There are lots of ways to try to educate school staff on the principles of ABA/Verbal Behavior and get this type of programming in place within educational settings. Bringing in a knowledgeable speaker on the topic of ABA/VB is probably the most common way to begin. This can often “jump-start” enthusiasm for ABA/VB but will take time and money to sponsor a speaker. If you have a local autism support group or autism school with some ability to bring in a speaker, you may want to try to get that agency to sponsor or co-sponsor a workshop.
Many parents and professionals have said my book (The Verbal Behavior Approach) gave them a great overview of the concepts so for relatively little investment, some parents have purchased multiple copies of my book for their child’s teacher, SLP, OT, and paraprofessionals.
But if education professionals are not motivated to read the book or attend a workshop, you could be wasting your money. And, even if they do hear a knowledgeable speaker present on ABA/VB and/or read my book, they still will most likely have difficulty applying the concepts.
Without on-going consultation and support, it is usually very difficult for teachers to learn how to apply ABA/VB concepts to correctly program and teach children on the autism spectrum. Some schools who agree to provide an initial training on ABA/VB will also contract with the trainer or another qualified Board Certified Behavior Analyst (BCBA) to provide on-going consultative support for a particular classroom or school. This is often a very good situation with program oversight provided for the entire classroom of students and training and guidance for the staff.
If you have difficulty getting things going in your child’s classroom or school, another strategy is to start small and focus on getting ABA/VB for your child only (not for the whole classroom). One way to get things started for an individual child is to try to get a BCBA with VB expertise in your child’s IEP for a specified period of time each month (i.e. 4, 6, or 8 hours) for program oversight. Putting staff training (for example 6 hours before anyone new works with the child) in the IEP also can also be essential and the BCBA whose services are the IEP can provide that training.

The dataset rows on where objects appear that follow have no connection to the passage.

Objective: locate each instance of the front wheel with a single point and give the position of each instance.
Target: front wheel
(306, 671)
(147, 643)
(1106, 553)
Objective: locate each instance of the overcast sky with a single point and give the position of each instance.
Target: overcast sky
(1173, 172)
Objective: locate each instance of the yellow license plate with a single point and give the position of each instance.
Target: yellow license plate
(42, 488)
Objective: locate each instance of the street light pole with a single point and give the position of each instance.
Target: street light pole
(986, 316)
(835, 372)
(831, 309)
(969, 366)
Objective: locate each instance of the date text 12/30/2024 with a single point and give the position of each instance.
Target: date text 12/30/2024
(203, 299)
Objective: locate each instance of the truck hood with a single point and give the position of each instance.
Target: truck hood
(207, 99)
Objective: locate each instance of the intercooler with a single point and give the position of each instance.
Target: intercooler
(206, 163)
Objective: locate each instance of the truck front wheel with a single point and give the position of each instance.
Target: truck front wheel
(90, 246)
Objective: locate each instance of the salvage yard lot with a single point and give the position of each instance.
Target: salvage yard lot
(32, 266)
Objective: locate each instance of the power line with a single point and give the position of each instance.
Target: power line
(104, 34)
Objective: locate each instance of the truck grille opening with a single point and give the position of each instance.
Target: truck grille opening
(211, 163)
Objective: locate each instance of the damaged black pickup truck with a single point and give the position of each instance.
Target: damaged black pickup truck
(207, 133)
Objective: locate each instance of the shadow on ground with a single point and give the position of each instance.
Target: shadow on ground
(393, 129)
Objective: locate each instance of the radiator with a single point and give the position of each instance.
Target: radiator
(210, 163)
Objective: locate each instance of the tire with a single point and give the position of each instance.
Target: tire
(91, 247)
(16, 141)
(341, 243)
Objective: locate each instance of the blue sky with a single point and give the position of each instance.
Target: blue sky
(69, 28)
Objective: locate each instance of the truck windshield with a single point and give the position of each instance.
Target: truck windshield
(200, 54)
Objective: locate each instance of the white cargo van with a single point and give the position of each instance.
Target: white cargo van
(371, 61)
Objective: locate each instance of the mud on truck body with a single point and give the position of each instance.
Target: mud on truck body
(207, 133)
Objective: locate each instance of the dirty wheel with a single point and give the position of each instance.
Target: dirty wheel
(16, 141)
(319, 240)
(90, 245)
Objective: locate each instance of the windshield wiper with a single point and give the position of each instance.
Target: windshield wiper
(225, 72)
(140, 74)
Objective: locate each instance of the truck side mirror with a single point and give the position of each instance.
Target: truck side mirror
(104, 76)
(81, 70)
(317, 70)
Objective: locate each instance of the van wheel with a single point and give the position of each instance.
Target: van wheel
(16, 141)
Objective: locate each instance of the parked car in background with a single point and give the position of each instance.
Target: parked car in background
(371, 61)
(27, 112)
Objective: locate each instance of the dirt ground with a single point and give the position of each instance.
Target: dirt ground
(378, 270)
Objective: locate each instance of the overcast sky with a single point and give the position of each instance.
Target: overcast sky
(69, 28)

Having the BCBA hours within one child’s IEP may not change the entire classroom immediately but over time it might. Plus, if these services are in your child’s IEP, the BCBA and staff training requirements will follow the student to middle school and then to high school. This may mean that you won’t have to start your advocacy efforts over again as the child transitions and as staff come and go over the years. Getting BCBA services and staff training in the IEP may be difficult but since the IEP legally drives services, I believe it might be something worth pursuing.